In a 2009 episode of the US sitcom How I Met Your Mother, Neil Patrick Harris's character Barney Stinson explained how he always viewed The Karate Kid as a tragedy.
He said that as a kid, he was rooting for the opponent Johnny Lawrence, viewing Daniel as a bully whose crane kick was illegal.
This became a running gag, culminating in both Macchio and William Zabka (who played Johnny) appearing in an episode about Barney's stag do.
The theory developed legs. Karate Kid fans started turning up at Comic Conventions wearing t-shirts demonstrating their support for Johnny.
Then in 2016, Macchio was approached by the writers behind US films Harold and Kumar and Hot Tub Time Machine. They asked if he would like to star in Cobra Kai, a series which would explore what it would look like for Johnny to experience redemption.
The actor was inspired to say yes, because of the movie Creed, part of the Rocky franchise, which had just come out.
"That was sort of like seeing the Rocky Balboa universe through the eyes of Apollo Creed's son."
The two film franchises had always been linked by John G Avildsen, who directed both the original Rocky and the Karate Kid trilogy.
There had even been an idea to make a mashup film featuring a fight between The Karate Kid's son and Rocky's son.
It swiftly, ahem, got the chop.
Cobra Kai appealed though.
'Terrible title'
Macchio explains the show is about "the joy of tapping into the 80s and bringing that nostalgia along, but creating relevant stories for now".
Two series were made for YouTube, before Netflix picked it up during the pandemic.
The most recent series has a 100% rating on Rotten Tomatoes, and is described as "graduating to a black belt proficiency in heartfelt melodrama and sly humour".
"It was challenging to play a version of Daniel that might not have been exactly what I would have written," Macchio says. "He always had a kind of bravado and a little bit of a knee-jerk temper.

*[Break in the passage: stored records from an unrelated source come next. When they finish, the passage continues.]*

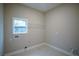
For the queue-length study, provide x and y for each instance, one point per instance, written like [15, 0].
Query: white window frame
[17, 18]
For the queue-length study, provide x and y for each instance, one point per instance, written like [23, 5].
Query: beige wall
[36, 27]
[62, 26]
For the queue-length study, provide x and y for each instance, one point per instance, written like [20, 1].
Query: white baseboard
[22, 50]
[58, 49]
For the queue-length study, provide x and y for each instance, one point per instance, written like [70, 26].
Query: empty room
[39, 29]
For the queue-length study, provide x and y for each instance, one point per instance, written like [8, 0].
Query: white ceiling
[41, 6]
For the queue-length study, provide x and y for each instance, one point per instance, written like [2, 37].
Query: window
[20, 25]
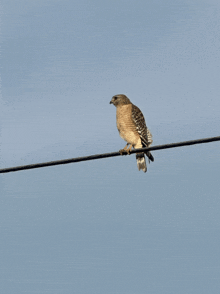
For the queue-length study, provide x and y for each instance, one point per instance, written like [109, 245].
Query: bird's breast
[125, 124]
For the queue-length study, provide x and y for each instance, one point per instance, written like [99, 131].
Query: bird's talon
[123, 152]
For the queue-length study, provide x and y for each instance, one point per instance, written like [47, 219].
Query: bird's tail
[141, 162]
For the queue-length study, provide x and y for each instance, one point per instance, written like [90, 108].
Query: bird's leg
[129, 149]
[126, 150]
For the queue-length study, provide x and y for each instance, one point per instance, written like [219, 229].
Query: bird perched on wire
[132, 128]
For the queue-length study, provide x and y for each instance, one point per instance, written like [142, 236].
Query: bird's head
[120, 99]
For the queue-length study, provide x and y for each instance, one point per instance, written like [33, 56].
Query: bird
[132, 128]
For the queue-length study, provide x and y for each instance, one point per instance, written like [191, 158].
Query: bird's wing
[143, 131]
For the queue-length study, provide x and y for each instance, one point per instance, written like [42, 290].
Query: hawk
[132, 128]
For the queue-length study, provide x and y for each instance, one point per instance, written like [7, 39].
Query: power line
[106, 155]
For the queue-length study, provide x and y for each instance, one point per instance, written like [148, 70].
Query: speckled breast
[125, 124]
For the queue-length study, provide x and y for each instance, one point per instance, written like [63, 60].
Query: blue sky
[102, 226]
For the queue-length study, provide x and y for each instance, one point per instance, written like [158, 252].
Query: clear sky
[102, 226]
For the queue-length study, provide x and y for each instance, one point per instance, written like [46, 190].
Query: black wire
[106, 155]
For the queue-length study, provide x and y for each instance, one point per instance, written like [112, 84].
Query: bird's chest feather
[125, 124]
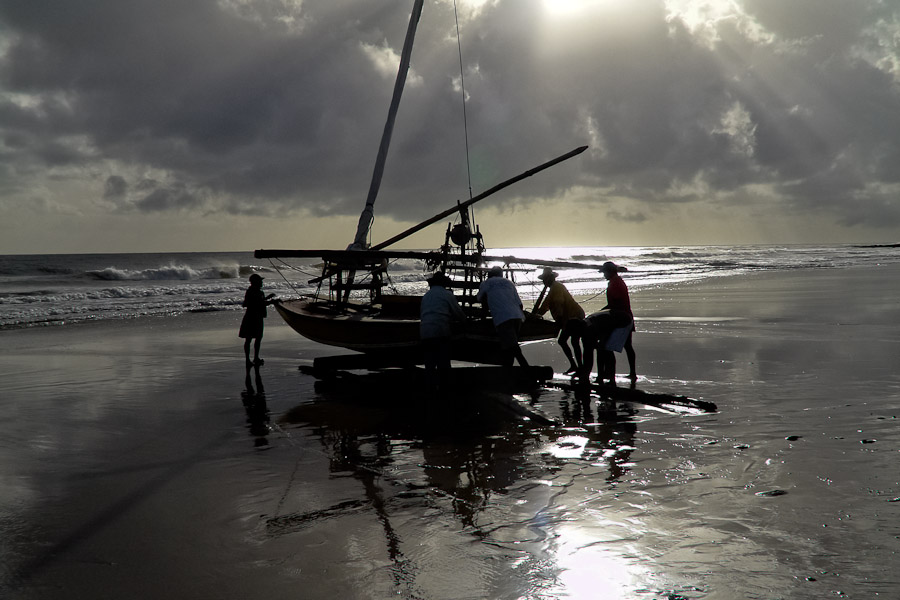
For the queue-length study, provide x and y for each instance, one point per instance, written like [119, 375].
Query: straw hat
[548, 274]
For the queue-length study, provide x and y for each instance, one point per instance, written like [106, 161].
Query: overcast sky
[181, 125]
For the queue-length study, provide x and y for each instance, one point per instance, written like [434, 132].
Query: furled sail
[368, 214]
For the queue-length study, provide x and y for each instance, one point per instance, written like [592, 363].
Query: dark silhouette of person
[438, 311]
[566, 312]
[254, 318]
[500, 297]
[612, 319]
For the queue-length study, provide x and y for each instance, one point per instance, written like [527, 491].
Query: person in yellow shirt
[566, 312]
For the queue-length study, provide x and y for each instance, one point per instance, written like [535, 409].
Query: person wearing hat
[566, 312]
[499, 296]
[252, 324]
[615, 321]
[438, 311]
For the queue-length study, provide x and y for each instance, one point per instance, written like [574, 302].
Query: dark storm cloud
[256, 107]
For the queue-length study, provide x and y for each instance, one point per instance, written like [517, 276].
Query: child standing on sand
[252, 324]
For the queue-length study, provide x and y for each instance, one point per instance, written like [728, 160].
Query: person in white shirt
[439, 309]
[499, 295]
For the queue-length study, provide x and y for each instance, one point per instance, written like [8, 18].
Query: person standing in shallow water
[566, 312]
[498, 295]
[601, 325]
[438, 312]
[254, 318]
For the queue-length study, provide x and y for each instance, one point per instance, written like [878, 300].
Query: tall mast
[368, 214]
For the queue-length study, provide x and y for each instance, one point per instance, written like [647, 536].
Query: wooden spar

But this was times 10 on Cobra Kai."
It is hard to find anything he will voice displeasure at, but there is one thing he never liked - the title The Karate Kid.
He laughs: "I quote the film's producer Jerry Weintraub, who said, 'It's a terrible title, which makes it a great title.'
"As a young actor you will want to be Olivier or De Niro. You want to have Shakespearean titles to your work. And I had a script called The Karate Kid."
Thirty-eight years on he could not be happier that he did.